Function: solvestep
Section: sums
C-Name: solvestep0
Prototype: V=GGGED0,L,p
Help: solvestep(X=a,b,step,expr,{fl=0}): find zeros of a function in the real
 interval [a,b] by naive interval splitting.
Wrapper: (,,,G)
Description:
  (gen,gen,gen,gen, ?0$):gen:prec solvestep(${4 cookie}, ${4 wrapper}, $1, $2, $3, $5, prec)
Doc: find zeros of a continuous function in the real interval $[a,b]$ by naive
 interval splitting. This function is heuristic and may or may not find the
 intended zeros.
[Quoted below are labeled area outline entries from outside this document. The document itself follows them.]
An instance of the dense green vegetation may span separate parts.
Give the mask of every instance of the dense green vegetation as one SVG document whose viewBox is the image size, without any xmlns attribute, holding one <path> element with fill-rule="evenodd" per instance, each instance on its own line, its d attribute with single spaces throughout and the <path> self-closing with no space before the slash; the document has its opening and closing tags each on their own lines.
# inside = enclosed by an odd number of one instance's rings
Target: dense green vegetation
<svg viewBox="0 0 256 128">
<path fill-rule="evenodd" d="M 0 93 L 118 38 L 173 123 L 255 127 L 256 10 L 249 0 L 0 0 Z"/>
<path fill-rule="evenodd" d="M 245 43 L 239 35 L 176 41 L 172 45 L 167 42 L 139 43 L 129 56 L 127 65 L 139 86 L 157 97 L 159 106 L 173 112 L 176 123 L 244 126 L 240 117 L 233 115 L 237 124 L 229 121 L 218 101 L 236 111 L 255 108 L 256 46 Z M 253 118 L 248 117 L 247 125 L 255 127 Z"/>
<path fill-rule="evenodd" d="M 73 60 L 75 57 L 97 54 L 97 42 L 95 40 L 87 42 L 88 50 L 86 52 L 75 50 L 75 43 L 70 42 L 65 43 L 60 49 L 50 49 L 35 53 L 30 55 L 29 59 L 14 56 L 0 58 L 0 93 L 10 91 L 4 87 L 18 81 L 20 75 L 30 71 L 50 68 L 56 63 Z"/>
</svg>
Binary digits of \fl mean

 \item 1: return as soon as one zero is found, otherwise return all
 zeros found;

 \item 2: refine the splitting until at least one zero is found
 (may loop indefinitely if there are no zeros);

 \item 4: do a multiplicative search (we must have $a > 0$), otherwise
 an additive search; \var{step} is the multiplicative or additive step.

 \item 8: refine the splitting until at least one zero is very close to an
 integer.

 \synt{solvestep}{void *E,GEN (*eval)(void*,GEN),GEN a,GEN b,GEN step,long flag,long prec}.